January 28, 2015 1 comment
- A vulnerability in glibc that affects the
gethostbynamewas announced by Qualys. As seems to be all the rage, it was given a nickname, in this case “ghost”. I prefer the easier to remember CVE-2015-0235, though it should be noted that this is marked as reserved rather than assigned in the various databases. Ars Technica has a broad overview of the vulnerability. Because this affects a commonly used library, there are many applications that could potentially be vulnerable; for a list, check out the Sucuri blog. After some reading though, my conclusion is that the best technical analysis is available at lcamtuf’s blog; it should be required reading.
- I read a wonderful blog post where they build and run a functioning C program without a
main()function. In fact, the entire program (which prints “Hello World!” to the screen) consists of a single variable declaration. Intrigued? Check it out..
- Do you want root on a Nexus 5 with Android 4.4.4? Packetstorm has proof of concept code.
January 6, 2015 1 comment
With my class starting in just a few weeks, I am going to try to catch up on all of the cyber security news that has started to fill my inbox to bursting.
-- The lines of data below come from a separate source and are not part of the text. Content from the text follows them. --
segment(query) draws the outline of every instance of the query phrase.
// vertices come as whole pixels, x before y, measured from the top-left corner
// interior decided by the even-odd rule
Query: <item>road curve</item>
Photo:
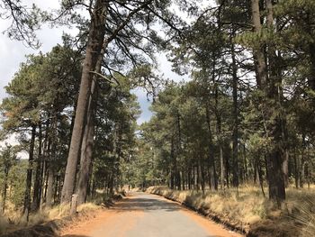
[[[164,197],[133,193],[63,237],[241,236]]]

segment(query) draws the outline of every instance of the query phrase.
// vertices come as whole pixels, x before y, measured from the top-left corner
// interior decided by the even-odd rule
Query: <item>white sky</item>
[[[57,9],[59,5],[58,0],[23,0],[22,2],[27,3],[27,5],[34,3],[43,10]],[[0,32],[5,31],[7,26],[8,22],[0,19]],[[20,64],[25,61],[25,55],[36,54],[40,51],[43,53],[50,51],[52,47],[62,42],[61,36],[63,32],[76,34],[76,30],[60,27],[50,29],[47,25],[43,25],[42,29],[36,32],[38,39],[41,43],[39,50],[28,48],[22,41],[12,41],[5,34],[0,34],[0,103],[2,99],[5,97],[4,87],[11,81],[14,73],[19,69]],[[182,77],[172,72],[171,64],[167,61],[165,54],[158,55],[158,59],[160,74],[163,74],[166,78],[176,81],[182,79]],[[140,124],[145,121],[148,121],[151,116],[151,113],[148,111],[150,102],[148,101],[147,95],[144,91],[138,89],[136,90],[136,95],[139,97],[139,102],[142,110],[140,117],[138,119],[138,123]]]

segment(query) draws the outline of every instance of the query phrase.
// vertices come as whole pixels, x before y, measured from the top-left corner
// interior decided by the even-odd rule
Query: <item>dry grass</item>
[[[76,210],[80,214],[86,214],[96,211],[100,208],[102,208],[100,205],[93,203],[86,203],[77,206]],[[26,226],[32,226],[51,220],[61,219],[68,216],[69,213],[69,205],[58,205],[51,209],[43,209],[37,213],[31,214],[30,220],[27,223],[25,217],[22,215],[22,210],[8,208],[4,214],[0,215],[0,234],[22,229]]]
[[[289,188],[287,200],[280,209],[265,198],[258,187],[250,186],[240,187],[238,192],[229,189],[203,194],[195,190],[171,190],[166,187],[152,187],[148,192],[184,204],[246,232],[256,227],[261,232],[268,225],[268,228],[274,227],[270,236],[281,236],[281,229],[291,229],[284,236],[291,233],[294,236],[298,231],[302,236],[314,236],[315,187],[302,190]],[[293,231],[296,226],[298,229]]]

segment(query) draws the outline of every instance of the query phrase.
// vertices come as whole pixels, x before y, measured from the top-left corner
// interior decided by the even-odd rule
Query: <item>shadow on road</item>
[[[163,210],[166,212],[179,211],[180,207],[172,203],[167,203],[163,200],[157,200],[149,197],[133,197],[123,199],[116,204],[112,208],[118,212],[128,211],[157,211]]]

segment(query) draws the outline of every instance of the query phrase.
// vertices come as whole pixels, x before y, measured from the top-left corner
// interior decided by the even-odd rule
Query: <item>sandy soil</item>
[[[133,193],[108,210],[64,229],[62,237],[238,237],[239,233],[164,197]]]

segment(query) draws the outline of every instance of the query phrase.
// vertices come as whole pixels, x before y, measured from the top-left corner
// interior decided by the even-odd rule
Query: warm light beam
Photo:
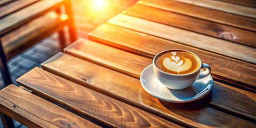
[[[91,7],[94,11],[100,10],[104,7],[106,0],[93,0],[92,1],[92,4]]]

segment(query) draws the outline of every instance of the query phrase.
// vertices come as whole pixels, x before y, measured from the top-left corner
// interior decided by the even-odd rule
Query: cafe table
[[[17,82],[98,126],[256,127],[255,7],[253,1],[139,1]],[[211,66],[206,93],[186,100],[179,99],[186,89],[176,91],[176,99],[166,101],[144,88],[142,71],[152,70],[154,56],[169,49],[192,52]],[[11,88],[0,96],[14,94]],[[63,119],[75,118],[70,115],[40,115],[60,127],[83,127]]]

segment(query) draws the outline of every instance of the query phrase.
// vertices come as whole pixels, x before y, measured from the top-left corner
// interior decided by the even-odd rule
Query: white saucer
[[[168,102],[181,103],[195,101],[206,95],[212,89],[213,79],[210,74],[196,81],[186,89],[173,90],[166,87],[158,81],[151,64],[141,73],[140,83],[146,91],[154,97]]]

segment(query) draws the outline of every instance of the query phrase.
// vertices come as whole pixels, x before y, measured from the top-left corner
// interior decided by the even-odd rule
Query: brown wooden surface
[[[58,6],[63,0],[40,1],[0,19],[0,35]]]
[[[255,42],[256,33],[251,31],[141,4],[135,4],[124,11],[123,13],[254,47],[256,47]]]
[[[0,7],[0,18],[22,9],[38,1],[38,0],[13,1],[4,6]]]
[[[256,63],[256,49],[251,47],[124,14],[117,15],[108,23]]]
[[[172,0],[241,16],[256,18],[256,9],[215,1]]]
[[[151,59],[83,39],[73,43],[65,51],[139,79],[144,68],[152,63]],[[206,103],[207,106],[215,106],[218,109],[225,109],[256,121],[256,114],[254,113],[256,94],[217,82],[214,82],[214,86],[212,97]]]
[[[14,85],[0,92],[0,109],[29,127],[99,127]]]
[[[35,38],[44,37],[51,34],[48,32],[55,31],[57,26],[68,19],[68,16],[66,14],[50,12],[11,31],[2,38],[5,54],[9,58],[13,57],[15,54],[13,52],[23,50],[22,46],[31,45],[31,40]],[[46,33],[48,35],[43,35]]]
[[[35,92],[109,126],[180,127],[39,68],[30,70],[17,81]]]
[[[247,6],[250,6],[252,7],[256,7],[256,1],[254,0],[217,0],[220,2],[227,2],[229,3],[235,3],[240,5],[245,5]]]
[[[82,38],[67,46],[64,51],[73,56],[138,79],[140,77],[141,69],[152,63],[151,59]]]
[[[187,126],[255,126],[249,122],[197,102],[177,104],[159,100],[147,93],[138,79],[62,53],[43,63],[42,67],[77,84]],[[228,122],[226,121],[228,119]]]
[[[151,59],[158,52],[167,49],[187,50],[198,55],[203,63],[211,66],[214,78],[255,91],[255,65],[106,24],[90,33],[89,38]],[[129,39],[123,39],[126,38]]]
[[[141,0],[138,3],[238,28],[256,31],[256,19],[169,0]]]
- Did you know that John Troony has a page full of PHP webshells available for analysis? Just don’t trust them- remember the story about the C99/C99.PHP shells.
- Raphael Mudge has developed and released a virtual machine named Morning Catch configured to be used as a sample system for phishing attacks. Similar in spirit to Metasploitable, students can use the system as a target in phishing and other types of attacks.
- If you spend a lot of time working in Virtual Box, you might want to know about a Metasploit module that attacks VirtualBox up to 4.3.6 running on Windows 7 SP1 (x64). The underlying problem is in 3D acceleration on the virtual machines; it is designatedCVE 2014-0983.
- Firefox 15-22 is exploitable via a Metasploit module. There are two underlying problems, CVE 2013- 1710 and 2013-1670.
- Various NTP server implementations are vulnerable to DoS Amplification. In an amplification attack, the attacker sends x bytes of traffic to a server that responds by sending n times x bytes of traffic at a different system. In one of the vulnerabilities, the amplification factor n is 46, so an attacker can flood the target with 46 times the traffic they themselves can send out.
- One new topic in the upcoming book (and not in these notes) is the DNS amplification attack. if you want to know if your DNS server might be contributing to DNS amplification attacks, check out the Open Resolver Project.
- Brad Antoniewicz has developed an an ActiveX control and tutorial for Internet Explorer to help students learn the basics of browser exploitation. Most cool.
- If you are a student who participates in CTF competitions, check out this collection of CTF writeups.
- The Mid-Atlantic CCDC virtual qualifiers are set for March 2-7, with the finals March 25-28.
Hacking the World
- The Nest thermostat is vulnerable to attack, at least by folks close enough to gain physical access to the device.